The consensus that you consume a beer before you actually drink it arguably relates to the appearance, and aroma, of the drink itself. But the same increasingly applies to the packaging of small-pack sales, too. Most of us have been guilty, I’m sure, of buying a beer because of the eye-catching, attractive, or divisive, look of a particular bottle or can.
It’s an approach that’s far from exclusive to beer. Good packaging sells a product, so it’s far from surprising that breweries are placing an increasing emphasis on the way their bottles and cans look when they go out into the wild. That there’s no one size fits all approach for the way beer types should, or must, look for consumers, makes packaging proposition all the more exciting.

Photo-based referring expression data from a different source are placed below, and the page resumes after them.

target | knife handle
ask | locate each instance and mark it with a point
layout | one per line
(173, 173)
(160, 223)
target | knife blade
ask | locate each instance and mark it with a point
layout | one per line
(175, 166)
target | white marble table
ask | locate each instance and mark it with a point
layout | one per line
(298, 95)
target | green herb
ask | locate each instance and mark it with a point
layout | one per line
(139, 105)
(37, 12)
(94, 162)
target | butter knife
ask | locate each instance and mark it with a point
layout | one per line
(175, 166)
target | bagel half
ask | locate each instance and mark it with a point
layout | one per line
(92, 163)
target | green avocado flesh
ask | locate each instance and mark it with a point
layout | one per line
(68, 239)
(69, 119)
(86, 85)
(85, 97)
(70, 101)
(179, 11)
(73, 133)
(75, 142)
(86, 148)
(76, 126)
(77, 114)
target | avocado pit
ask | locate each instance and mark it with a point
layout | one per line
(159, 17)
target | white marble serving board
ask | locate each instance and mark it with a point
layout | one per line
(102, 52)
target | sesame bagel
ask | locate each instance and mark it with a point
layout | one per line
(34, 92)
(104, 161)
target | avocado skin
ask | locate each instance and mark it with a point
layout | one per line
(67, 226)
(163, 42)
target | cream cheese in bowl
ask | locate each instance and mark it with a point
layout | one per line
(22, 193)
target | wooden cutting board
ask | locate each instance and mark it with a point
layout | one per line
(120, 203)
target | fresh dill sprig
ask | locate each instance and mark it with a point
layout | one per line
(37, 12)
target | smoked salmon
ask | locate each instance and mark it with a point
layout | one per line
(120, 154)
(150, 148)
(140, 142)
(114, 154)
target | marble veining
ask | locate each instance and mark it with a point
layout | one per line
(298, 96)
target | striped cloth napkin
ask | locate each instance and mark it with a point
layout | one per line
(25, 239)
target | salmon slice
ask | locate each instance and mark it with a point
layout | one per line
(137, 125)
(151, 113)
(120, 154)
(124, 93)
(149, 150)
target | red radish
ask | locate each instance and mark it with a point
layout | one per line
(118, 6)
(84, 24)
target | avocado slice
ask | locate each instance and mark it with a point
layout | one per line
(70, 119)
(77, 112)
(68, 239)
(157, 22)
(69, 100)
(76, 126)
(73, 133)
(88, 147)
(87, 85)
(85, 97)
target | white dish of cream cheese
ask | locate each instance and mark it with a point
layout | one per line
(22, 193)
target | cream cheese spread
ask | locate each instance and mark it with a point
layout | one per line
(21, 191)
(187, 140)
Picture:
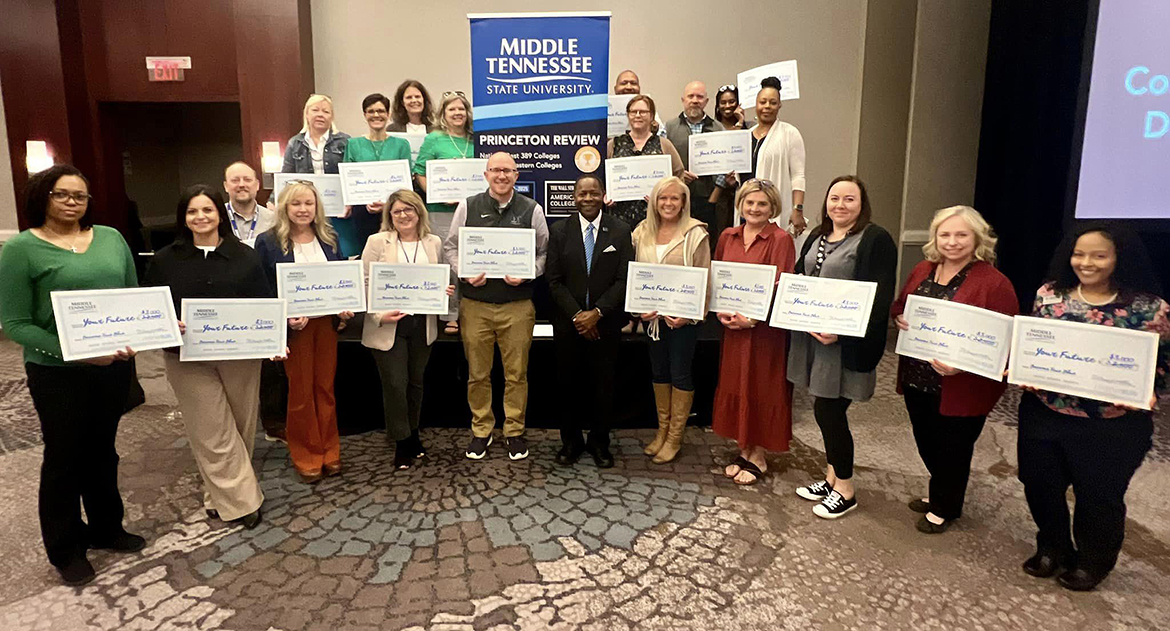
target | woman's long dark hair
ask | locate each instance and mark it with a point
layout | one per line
(180, 213)
(864, 218)
(1133, 274)
(41, 184)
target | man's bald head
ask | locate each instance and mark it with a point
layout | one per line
(627, 83)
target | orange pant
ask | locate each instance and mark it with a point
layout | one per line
(312, 410)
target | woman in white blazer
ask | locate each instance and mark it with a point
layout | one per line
(400, 342)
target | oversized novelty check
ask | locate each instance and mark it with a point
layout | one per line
(742, 288)
(1091, 361)
(720, 152)
(410, 288)
(816, 304)
(328, 185)
(316, 289)
(455, 179)
(675, 290)
(496, 252)
(958, 335)
(628, 179)
(367, 182)
(98, 322)
(233, 329)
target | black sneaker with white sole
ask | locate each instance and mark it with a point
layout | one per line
(814, 492)
(834, 506)
(479, 447)
(517, 447)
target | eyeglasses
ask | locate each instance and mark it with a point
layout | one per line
(60, 197)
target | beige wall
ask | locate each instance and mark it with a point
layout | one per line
(886, 107)
(366, 46)
(950, 59)
(7, 196)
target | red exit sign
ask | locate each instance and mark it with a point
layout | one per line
(166, 68)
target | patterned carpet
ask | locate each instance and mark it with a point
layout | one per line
(493, 544)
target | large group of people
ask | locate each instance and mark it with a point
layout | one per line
(1100, 275)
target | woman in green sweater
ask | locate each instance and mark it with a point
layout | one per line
(78, 403)
(451, 141)
(362, 221)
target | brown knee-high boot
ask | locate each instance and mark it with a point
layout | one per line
(662, 402)
(680, 411)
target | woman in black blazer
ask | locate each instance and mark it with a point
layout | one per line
(302, 234)
(840, 370)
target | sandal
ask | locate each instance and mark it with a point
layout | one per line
(740, 461)
(750, 468)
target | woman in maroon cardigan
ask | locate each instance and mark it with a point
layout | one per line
(948, 406)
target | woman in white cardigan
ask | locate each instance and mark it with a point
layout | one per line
(401, 342)
(778, 156)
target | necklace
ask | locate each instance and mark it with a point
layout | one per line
(1086, 301)
(407, 256)
(462, 152)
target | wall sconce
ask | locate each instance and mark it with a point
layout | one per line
(36, 156)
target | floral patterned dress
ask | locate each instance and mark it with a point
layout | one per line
(1140, 311)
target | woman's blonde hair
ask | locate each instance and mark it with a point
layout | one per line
(414, 201)
(759, 186)
(441, 112)
(652, 217)
(284, 225)
(984, 237)
(314, 98)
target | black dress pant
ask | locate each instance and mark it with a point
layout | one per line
(1096, 457)
(80, 407)
(945, 445)
(586, 370)
(834, 430)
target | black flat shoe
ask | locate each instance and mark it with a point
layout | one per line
(919, 506)
(569, 455)
(122, 542)
(1041, 564)
(601, 457)
(931, 528)
(1080, 580)
(77, 571)
(252, 520)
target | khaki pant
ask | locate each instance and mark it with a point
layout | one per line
(483, 326)
(220, 404)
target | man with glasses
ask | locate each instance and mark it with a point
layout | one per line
(694, 119)
(497, 311)
(248, 218)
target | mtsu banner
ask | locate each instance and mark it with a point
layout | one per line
(539, 87)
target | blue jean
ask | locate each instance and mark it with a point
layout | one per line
(673, 356)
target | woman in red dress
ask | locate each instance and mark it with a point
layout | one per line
(754, 399)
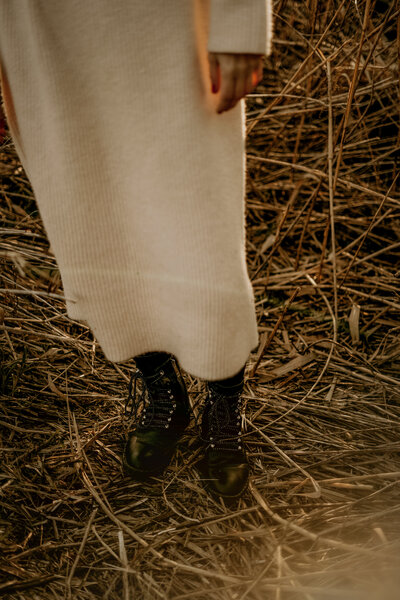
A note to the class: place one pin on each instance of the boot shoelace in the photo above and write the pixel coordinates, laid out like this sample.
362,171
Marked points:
224,421
157,402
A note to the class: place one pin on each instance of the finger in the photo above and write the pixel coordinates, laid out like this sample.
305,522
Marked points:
214,72
228,83
242,86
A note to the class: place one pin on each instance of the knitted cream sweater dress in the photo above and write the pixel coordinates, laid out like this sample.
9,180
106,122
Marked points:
139,182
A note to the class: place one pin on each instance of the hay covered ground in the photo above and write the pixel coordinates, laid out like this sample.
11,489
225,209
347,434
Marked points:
321,519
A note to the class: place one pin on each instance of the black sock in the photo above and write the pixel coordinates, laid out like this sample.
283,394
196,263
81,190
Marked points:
231,384
150,361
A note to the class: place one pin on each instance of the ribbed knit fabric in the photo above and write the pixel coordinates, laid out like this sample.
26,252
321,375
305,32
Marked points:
139,182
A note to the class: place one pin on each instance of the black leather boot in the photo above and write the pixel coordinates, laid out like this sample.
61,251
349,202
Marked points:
225,468
164,417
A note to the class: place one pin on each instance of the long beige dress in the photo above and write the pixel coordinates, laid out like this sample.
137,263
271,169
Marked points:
139,182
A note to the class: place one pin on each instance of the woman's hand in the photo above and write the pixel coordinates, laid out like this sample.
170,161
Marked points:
234,76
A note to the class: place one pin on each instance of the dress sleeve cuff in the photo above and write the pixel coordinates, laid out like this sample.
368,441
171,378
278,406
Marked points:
242,26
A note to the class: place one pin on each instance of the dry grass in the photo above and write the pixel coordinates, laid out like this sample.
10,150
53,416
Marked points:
321,519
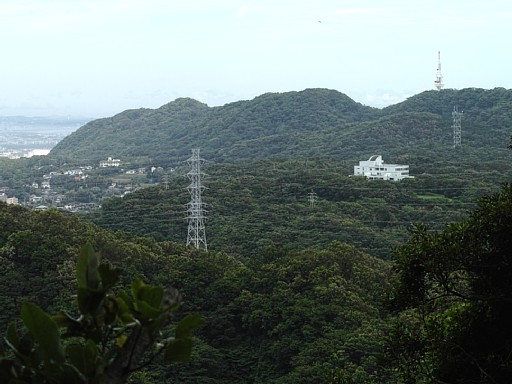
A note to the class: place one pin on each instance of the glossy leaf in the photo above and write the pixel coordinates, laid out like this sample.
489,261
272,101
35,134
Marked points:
45,332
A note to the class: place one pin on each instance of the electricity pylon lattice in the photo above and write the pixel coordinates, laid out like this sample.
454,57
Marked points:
196,214
457,130
312,196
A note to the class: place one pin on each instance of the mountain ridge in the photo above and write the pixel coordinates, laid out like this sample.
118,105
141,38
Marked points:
310,123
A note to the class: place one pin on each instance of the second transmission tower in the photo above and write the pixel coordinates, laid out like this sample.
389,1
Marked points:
457,130
196,214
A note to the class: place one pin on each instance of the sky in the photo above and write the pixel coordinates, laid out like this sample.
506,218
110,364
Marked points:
96,58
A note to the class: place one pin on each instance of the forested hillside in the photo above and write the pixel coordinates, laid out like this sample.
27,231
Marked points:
272,319
314,123
253,206
312,275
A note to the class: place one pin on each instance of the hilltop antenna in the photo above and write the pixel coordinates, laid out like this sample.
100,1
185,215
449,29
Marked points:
196,214
457,117
439,77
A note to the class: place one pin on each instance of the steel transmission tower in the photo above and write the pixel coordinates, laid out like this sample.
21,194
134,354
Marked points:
312,196
457,117
196,214
439,76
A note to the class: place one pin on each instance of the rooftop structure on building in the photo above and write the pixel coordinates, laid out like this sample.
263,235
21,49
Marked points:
375,169
110,162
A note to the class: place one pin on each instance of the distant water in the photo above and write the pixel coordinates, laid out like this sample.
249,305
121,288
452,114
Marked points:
22,136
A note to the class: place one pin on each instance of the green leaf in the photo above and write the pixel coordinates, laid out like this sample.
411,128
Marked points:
109,276
12,335
44,331
89,301
87,274
188,324
124,313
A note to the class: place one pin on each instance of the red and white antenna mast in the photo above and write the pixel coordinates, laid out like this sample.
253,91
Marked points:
439,77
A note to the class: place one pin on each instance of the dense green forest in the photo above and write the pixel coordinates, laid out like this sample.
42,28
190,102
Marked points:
372,282
314,123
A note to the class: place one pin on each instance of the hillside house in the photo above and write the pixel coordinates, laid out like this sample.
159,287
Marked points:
375,169
110,162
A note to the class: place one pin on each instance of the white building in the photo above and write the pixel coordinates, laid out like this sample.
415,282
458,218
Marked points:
375,168
110,162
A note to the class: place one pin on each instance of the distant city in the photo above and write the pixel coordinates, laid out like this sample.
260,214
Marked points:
22,136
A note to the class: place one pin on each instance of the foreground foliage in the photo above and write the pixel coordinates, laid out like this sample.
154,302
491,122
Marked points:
456,293
111,337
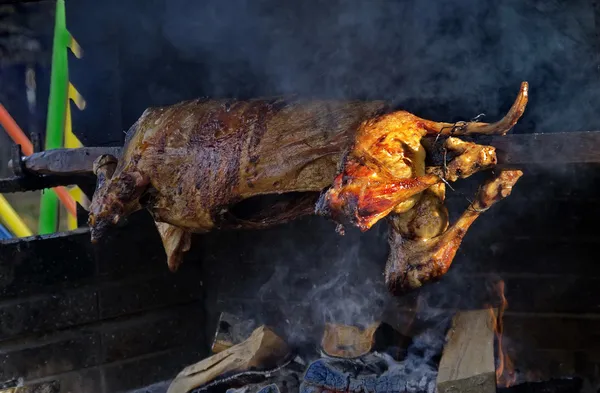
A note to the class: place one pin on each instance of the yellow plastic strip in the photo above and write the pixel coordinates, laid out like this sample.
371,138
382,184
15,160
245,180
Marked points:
12,220
71,142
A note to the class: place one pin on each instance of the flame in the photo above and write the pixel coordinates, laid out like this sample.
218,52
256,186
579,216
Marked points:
505,370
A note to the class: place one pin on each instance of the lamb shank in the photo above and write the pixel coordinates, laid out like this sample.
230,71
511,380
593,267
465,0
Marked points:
203,165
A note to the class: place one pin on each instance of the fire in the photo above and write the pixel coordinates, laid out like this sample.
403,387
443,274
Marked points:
505,371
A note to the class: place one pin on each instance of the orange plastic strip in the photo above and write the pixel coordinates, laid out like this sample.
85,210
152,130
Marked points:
66,199
17,135
15,132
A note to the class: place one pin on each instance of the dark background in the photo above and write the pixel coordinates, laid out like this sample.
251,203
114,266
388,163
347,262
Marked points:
445,60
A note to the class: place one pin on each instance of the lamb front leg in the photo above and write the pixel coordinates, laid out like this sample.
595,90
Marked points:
414,261
176,242
117,194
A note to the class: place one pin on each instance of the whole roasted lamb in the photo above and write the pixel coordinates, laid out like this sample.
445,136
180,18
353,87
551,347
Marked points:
205,164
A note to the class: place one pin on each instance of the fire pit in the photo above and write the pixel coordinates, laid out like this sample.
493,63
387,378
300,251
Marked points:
110,317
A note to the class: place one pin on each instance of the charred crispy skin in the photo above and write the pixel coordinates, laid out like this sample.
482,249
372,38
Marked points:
384,171
417,257
190,163
193,164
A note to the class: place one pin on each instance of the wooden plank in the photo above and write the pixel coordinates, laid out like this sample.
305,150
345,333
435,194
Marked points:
349,342
467,364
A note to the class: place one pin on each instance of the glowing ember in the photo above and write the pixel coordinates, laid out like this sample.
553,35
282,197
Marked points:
505,371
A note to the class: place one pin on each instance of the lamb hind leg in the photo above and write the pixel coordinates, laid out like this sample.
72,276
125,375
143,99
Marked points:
176,242
412,262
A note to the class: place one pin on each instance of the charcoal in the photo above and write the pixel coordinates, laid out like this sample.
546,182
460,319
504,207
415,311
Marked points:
557,385
283,379
373,373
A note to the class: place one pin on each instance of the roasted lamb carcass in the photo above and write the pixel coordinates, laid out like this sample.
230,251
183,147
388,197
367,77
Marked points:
214,164
384,175
194,165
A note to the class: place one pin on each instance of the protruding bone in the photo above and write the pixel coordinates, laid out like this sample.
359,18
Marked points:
500,127
176,241
413,262
471,159
104,168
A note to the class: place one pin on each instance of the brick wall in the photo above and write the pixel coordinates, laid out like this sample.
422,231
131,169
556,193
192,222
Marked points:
100,319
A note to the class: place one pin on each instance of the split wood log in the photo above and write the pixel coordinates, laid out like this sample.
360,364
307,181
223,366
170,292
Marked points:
42,387
349,342
262,350
231,330
467,364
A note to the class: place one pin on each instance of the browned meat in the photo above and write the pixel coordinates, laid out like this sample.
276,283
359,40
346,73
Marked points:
416,256
191,163
212,164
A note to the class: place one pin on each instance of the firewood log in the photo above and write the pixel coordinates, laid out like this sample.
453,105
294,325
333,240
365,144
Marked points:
262,350
467,364
348,342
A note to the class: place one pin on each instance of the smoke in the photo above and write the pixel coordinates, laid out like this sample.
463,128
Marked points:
442,59
338,281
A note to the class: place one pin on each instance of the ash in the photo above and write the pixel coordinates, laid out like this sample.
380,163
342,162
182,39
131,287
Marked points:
376,372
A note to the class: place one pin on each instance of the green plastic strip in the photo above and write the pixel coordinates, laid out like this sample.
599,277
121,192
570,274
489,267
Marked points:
57,105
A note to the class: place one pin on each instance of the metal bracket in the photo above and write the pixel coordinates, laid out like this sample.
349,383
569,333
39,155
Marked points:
16,162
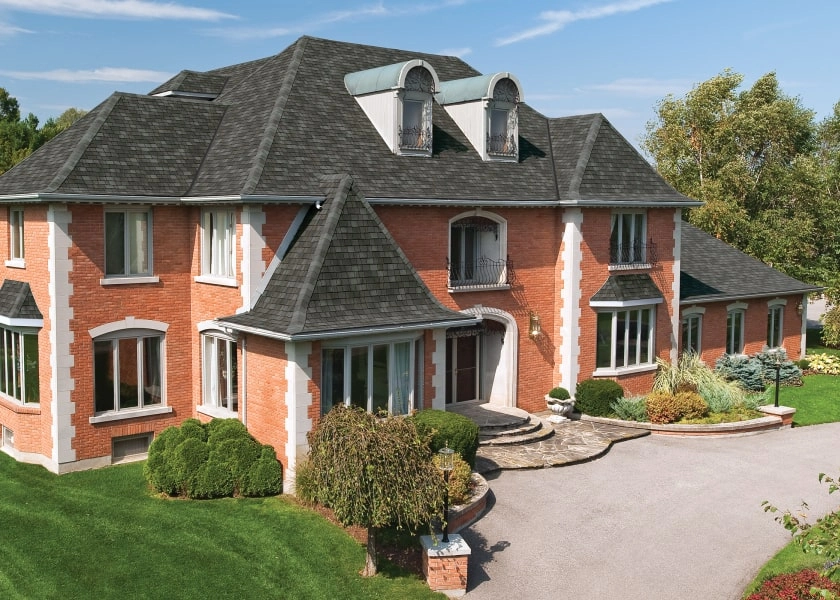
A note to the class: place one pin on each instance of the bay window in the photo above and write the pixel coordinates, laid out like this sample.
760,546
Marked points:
376,377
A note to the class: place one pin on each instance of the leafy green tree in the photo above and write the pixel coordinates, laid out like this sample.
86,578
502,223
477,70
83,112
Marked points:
21,137
372,472
761,164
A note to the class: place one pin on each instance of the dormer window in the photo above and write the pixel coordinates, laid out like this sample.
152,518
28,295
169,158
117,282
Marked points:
398,101
486,109
416,130
503,130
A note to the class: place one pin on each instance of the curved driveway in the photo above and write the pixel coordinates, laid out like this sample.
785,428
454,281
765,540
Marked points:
655,518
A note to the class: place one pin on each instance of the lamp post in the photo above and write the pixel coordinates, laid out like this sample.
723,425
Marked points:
447,463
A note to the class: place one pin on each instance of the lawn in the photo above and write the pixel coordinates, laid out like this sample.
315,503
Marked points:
816,401
102,534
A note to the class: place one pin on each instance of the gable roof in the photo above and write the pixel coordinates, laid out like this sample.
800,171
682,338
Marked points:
343,274
280,123
712,270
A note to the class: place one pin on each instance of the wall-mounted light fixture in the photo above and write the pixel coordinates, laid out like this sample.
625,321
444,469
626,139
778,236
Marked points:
534,327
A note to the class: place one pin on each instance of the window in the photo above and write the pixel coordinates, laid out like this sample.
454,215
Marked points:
16,234
128,243
735,331
692,327
376,377
219,372
476,251
502,115
625,338
218,248
19,368
128,370
775,318
415,133
627,239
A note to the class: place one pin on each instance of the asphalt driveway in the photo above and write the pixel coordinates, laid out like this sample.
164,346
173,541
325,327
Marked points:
656,518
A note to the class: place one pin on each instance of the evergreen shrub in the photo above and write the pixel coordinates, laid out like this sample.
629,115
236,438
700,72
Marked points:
212,461
595,397
442,428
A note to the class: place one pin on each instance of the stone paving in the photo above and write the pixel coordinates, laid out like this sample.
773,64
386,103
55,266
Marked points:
572,442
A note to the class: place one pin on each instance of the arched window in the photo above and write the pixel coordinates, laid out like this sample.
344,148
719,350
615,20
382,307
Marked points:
477,251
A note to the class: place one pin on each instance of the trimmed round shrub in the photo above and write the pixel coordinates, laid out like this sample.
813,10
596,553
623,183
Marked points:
595,397
447,428
663,408
559,393
460,479
794,586
265,477
212,461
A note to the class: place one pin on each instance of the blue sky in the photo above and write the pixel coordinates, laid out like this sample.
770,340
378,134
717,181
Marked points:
618,57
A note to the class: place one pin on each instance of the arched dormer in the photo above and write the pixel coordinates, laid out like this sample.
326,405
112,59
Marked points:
398,101
486,108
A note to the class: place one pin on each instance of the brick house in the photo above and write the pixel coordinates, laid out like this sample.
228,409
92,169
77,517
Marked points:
344,224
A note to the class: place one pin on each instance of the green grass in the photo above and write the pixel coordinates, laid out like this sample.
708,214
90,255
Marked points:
817,401
102,534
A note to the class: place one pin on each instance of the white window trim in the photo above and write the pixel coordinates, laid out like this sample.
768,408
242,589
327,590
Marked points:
149,246
502,223
131,328
207,276
651,365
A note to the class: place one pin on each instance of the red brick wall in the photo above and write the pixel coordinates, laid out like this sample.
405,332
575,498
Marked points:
533,243
713,336
595,251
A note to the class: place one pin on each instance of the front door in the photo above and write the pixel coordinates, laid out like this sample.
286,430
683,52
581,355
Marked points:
462,368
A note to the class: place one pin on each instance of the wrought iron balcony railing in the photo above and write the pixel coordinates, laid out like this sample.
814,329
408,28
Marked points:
633,253
482,273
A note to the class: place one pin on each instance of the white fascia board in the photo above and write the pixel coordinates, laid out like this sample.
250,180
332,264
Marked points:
624,304
346,332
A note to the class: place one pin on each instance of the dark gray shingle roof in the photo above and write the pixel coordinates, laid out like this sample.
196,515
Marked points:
628,288
343,272
713,270
17,302
281,122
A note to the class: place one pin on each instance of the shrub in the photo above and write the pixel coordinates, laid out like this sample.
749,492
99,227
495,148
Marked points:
448,428
663,407
211,461
595,396
748,372
824,363
794,586
631,409
460,479
559,393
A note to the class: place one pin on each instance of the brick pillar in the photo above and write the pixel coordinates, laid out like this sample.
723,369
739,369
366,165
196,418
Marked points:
445,564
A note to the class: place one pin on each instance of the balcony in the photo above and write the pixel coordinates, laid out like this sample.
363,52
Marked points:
484,273
632,255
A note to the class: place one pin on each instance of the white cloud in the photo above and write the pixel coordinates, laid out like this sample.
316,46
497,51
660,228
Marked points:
88,76
459,52
7,30
132,9
372,11
642,87
555,20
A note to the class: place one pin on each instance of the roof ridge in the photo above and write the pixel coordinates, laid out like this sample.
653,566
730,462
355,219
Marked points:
84,142
585,155
274,118
334,206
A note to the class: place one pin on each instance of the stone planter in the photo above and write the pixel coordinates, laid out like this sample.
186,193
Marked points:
561,409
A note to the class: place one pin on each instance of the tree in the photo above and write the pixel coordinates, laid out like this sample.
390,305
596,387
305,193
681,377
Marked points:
21,137
760,163
372,472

A cursory glance at some of the standout UK frontrunners in recent months and years demonstrates the level of diversity emanating from breweries and their designers. On one hand you have the hypnosis of Magic Rock’s burgeoning can offering to the ethereal and effortless simplicity of Cloudwater and its seasonal bottle range.
On the other, the direct and efficient, yet iconic, brown-paper stock approach from London’s Kernel to the often uniform, but reassuringly consistent, take on bottle labelling from Thornbridge, XT and Siren.
While design is of course key, the interplay between the design itself and the ways these creations can be realised on the bottle label, can label, or can itself, continues to diversify and impress. And that’s only a positive for breweries looking at varying ways to help ensure their beer stands out.